"I shall gladly do so," cried the young lady, "and without pay, too. I shall never forget your goodness."

I heard a low chuckling sound behind me. It was Barclay swallowing a laugh.


They went away in the course of a few days and we corresponded for a long time; but Mrs. Barclay never fulfilled her promise to cultivate the muse; nor in her several letters did she refer to her poetical gift. Perhaps her husband told her of the pious fraud we practised upon her on Christmas Day, 1860. But whether he did so or not, I have taken the liberty, fifty-three years after the event, of exposing the part I took in the deception and craving forgiveness for my manifold sins and wickednesses on that occasion.

What became of the Russian princess with the pretty manners, the white hands and the enchanting eyes and the sweet "child" Bertie? They were back at Grass Valley almost as soon as Forbes and Barclay got there, and from my correspondence I learned that they shared in the prosperity of the Maloney claim, and that Mme. Fabre and her son returned to Russia to live among her noble kin.

CHAPTER XL.

EVOLUTION OF THE SONGHEES.

I often pass through the Songhees Reserve, and the recent controversy respecting the reserve, and the dilapidated state of the former homes of the Indians, induce me to recall the reserve as I knew it first, when it was swarming with "flatheads," men, women and children.

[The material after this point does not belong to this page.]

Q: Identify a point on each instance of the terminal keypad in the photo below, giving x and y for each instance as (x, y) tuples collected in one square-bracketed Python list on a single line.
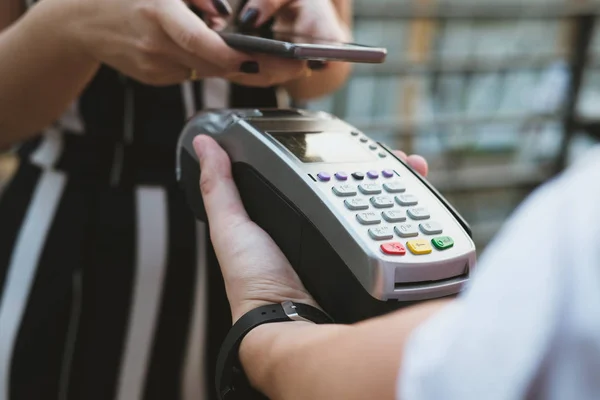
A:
[(393, 216)]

The term "flathead" was applied to the Songhees on account of the shape of his head, which was pressed flat with a piece of board strapped to his forehead while he was in a state of infancy.

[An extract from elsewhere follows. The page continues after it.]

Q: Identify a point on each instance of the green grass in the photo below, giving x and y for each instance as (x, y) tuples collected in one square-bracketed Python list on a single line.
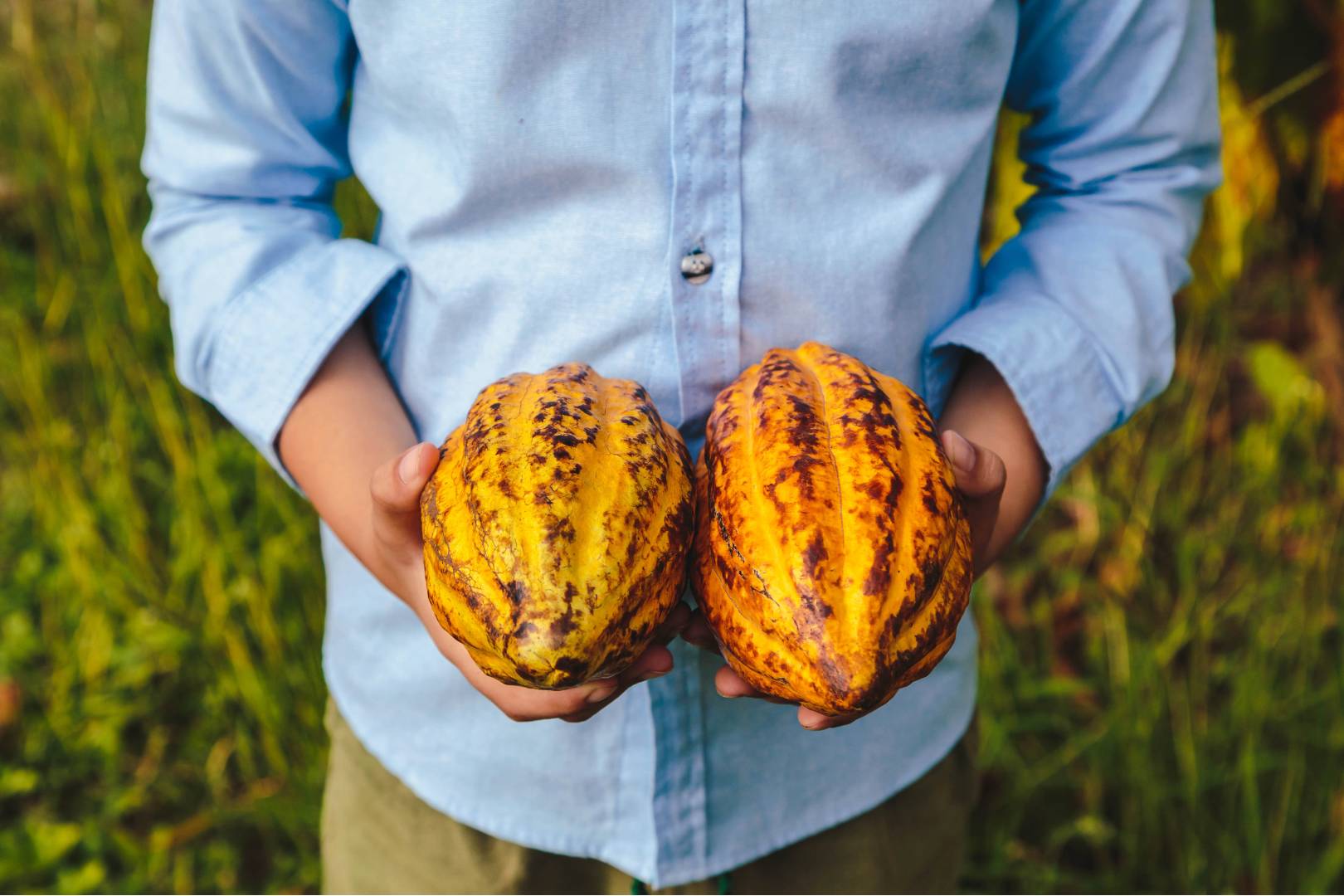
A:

In this state of bondage, if I may so term it, the "tenass man" (infant) passed his infancy. He was fed, took his sleep, and carried on his mother’s back by a strap passing around his mother’s forehead; thus he got his fresh air and exercise.

The mother, in fact all the females, chewed gum. I have always credited our American cousins with having originated this beastly practice, but now I suppose the credit for the discovery belongs to the Songhees, who must have taught our friends, and then gave it up themselves. Groups of men may have been seen carving miniature canoes with carved Indians paddling in them, also totem poles and bows and arrows, while three or four Indians would be at work shaping a full-grown canoe which might possibly hold half a dozen Indians. It was very interesting watching them at work and many an hour I have spent watching them when a boy. The women, while their "papooses" were playing about, worked also. Many made fancy articles out of tanned deer hide, embroidered with pearl buttons and beads, moccasins mostly, and for which there was a good sale. They were worn for slippers. I have bought many pairs at fifty cents a pair. The blankets they wore were decorated with rows of pearl beads down the front, red blankets being the favorite color, as they showed off the pearl beads to advantage.